当前位置：网站首页>Mysql: summary of common sub database and sub table schemes of Internet companies

Mysql: summary of common sub database and sub table schemes of Internet companies

2022-07-27 03:20:00 【Fat technology house】

One 、 Database bottleneck

IO bottleneck
CPU bottleneck

Two 、 Sub database and sub table

Horizontal sub database
Horizontal sub table
Vertical sub database
Vertical sub table

3、 ... and 、 Sub database and sub table tool

Four 、 Steps of sub database and sub table

5、 ... and 、 The problem of sub database and sub table

Not partition key Query questions for
Not partition key Cross database and cross table paging query
Capacity expansion

6、 ... and 、 Summary of sub database and sub table

7、 ... and 、 Example of sub database and sub table

One 、 Database bottleneck

Whether it's IO bottleneck , still CPU bottleneck , Eventually, the number of active connections to the database will increase , Furthermore, the threshold of the number of active connections that the database can carry is approached or even reached . In the business Service Come and see , Few or no database connections available . Now you can imagine （ Concurrency 、 throughput 、 collapse ）.

1、IO bottleneck

The first one is ： Disk read IO bottleneck , Too much hot data , The database cache can't hold , A large number of IO, Reduce query speed -> Sub database and vertical sub table .

The second kind ： The Internet IO bottleneck , Too much data requested , The network bandwidth is not enough -> sub-treasury .

2、CPU bottleneck

The first one is ：SQL problem , Such as SQL Contained in the join,group by,order by, Non index field condition query, etc , increase CPU The operation of operations -> SQL Optimize , Build the right index , In the business Service Layer for Business Computing .

The second kind ： The amount of data in a single table is too large , Too many rows scanned during query ,SQL Low efficiency ,CPU First bottleneck -> Horizontal sub table .

Two 、 Sub database and sub table

1、 Horizontal sub database

Concept ： Based on fields , According to a certain strategy （hash、range etc. ）, Split data from one library into multiple libraries .

result ：

The structure of each library is the same ;
The data in each library is different , There is no intersection ;
The union of all libraries is full data .

scene ： The absolute concurrency of the system is up , It is difficult to solve the problem fundamentally by dividing tables , And there is no obvious business ownership to divide the database vertically .

analysis ： There are more libraries ,io and cpu Of course, the pressure of .

2、 Horizontal sub table

Concept ： Based on fields , According to a certain strategy （hash、range etc. ）, Split the data in one table into multiple tables .

result ：

Every table has the same structure ;
The data for each table is different , There is no intersection ;
The union of all tables is full data ;

scene ： The absolute concurrent amount of the system is not up , Just too much data in a single table , Affected SQL efficiency , It's aggravating CPU burden , So that it becomes a bottleneck .

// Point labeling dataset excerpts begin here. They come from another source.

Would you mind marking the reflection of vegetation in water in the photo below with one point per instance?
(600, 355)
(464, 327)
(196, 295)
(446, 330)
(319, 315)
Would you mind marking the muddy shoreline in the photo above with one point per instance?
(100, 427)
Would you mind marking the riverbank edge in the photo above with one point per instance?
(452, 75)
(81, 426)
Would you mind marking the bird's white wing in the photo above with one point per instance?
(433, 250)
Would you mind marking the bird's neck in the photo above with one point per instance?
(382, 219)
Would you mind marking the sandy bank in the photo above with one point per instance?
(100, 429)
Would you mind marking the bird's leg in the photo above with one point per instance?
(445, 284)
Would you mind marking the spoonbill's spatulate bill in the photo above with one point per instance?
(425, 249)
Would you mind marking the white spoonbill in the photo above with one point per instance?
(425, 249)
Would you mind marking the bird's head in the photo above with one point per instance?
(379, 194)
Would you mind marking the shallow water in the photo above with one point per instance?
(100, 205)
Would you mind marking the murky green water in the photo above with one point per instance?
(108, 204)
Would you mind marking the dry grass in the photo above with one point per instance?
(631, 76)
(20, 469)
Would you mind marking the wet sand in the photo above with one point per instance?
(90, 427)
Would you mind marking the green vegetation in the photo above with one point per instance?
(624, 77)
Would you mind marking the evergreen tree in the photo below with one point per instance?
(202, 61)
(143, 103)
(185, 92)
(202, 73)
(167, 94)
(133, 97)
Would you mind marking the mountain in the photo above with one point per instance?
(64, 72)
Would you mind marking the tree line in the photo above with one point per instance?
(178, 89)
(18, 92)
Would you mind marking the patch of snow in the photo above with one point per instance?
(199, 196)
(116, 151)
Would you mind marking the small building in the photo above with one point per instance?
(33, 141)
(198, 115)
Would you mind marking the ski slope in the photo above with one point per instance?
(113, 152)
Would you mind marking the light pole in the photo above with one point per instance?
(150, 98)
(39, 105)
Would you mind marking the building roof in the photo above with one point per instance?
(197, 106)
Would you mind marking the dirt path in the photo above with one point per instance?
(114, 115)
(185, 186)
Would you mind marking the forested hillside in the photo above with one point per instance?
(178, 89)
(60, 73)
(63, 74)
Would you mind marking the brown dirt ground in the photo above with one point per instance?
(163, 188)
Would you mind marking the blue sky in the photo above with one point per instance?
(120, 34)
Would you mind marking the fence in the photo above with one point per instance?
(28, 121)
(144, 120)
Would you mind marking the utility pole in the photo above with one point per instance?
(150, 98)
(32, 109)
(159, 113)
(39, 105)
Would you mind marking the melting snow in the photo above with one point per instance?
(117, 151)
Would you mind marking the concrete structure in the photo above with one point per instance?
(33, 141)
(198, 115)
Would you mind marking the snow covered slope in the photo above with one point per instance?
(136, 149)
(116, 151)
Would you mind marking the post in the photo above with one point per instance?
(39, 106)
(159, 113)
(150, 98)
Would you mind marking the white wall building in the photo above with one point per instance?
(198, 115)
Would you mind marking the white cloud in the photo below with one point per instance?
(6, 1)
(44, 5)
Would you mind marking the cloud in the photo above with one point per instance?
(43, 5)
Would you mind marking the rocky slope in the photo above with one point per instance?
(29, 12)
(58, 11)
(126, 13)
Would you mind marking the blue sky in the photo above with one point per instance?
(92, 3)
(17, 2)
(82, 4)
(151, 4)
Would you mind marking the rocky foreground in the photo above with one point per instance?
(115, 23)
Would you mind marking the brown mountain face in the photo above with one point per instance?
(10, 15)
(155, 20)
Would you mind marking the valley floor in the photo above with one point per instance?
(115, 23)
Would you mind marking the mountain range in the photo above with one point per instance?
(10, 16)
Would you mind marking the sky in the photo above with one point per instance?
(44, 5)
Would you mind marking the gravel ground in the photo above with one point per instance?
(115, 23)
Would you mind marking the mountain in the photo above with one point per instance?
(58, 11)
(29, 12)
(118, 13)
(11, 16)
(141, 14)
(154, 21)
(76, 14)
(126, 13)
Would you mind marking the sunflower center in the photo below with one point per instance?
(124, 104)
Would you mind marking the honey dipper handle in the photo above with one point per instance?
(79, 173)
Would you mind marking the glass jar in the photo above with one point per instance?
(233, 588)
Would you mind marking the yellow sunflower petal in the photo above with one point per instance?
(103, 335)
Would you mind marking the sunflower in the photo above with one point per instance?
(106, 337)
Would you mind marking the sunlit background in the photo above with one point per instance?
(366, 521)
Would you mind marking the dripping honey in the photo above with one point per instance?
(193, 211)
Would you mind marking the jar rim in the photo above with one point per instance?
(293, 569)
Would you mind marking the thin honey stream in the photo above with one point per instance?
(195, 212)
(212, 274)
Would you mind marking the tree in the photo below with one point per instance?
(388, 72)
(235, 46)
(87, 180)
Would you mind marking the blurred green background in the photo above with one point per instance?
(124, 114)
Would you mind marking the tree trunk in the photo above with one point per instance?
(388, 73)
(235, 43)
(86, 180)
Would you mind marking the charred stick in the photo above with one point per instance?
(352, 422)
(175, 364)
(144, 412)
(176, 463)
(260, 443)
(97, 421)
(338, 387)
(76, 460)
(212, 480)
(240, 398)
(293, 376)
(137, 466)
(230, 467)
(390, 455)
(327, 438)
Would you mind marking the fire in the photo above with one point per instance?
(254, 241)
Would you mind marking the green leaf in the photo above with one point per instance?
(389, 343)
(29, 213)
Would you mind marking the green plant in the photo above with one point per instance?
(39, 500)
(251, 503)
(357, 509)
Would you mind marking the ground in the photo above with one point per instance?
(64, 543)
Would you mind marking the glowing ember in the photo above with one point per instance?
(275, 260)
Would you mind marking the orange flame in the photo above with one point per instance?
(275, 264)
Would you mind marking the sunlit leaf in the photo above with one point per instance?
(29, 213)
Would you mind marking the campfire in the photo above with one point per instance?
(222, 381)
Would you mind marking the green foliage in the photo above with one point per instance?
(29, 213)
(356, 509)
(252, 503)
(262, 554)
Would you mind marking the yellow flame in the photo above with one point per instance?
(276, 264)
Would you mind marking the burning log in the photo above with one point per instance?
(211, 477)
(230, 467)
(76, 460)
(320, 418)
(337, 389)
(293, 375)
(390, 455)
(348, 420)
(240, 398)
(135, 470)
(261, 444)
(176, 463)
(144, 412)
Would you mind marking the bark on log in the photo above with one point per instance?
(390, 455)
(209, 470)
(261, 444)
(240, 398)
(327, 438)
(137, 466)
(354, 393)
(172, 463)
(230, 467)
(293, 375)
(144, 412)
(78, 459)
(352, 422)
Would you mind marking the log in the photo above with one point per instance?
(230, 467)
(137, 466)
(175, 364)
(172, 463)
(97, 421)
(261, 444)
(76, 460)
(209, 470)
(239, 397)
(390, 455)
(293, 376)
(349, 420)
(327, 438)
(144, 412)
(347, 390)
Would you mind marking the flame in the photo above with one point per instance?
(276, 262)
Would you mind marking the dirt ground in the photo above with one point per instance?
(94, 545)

analysis ： There is less data in the table , A single SQL High execution efficiency , Nature lightens CPU The burden of .

3、 Vertical sub database

Concept ： Based on the table , According to the business ownership , Split different tables into different libraries .

result ：

The structure of each library is different ;
The data of each library is different , There is no intersection ;
The union of all libraries is full data ;

scene ： The absolute concurrency of the system is up , And separate business modules can be abstracted .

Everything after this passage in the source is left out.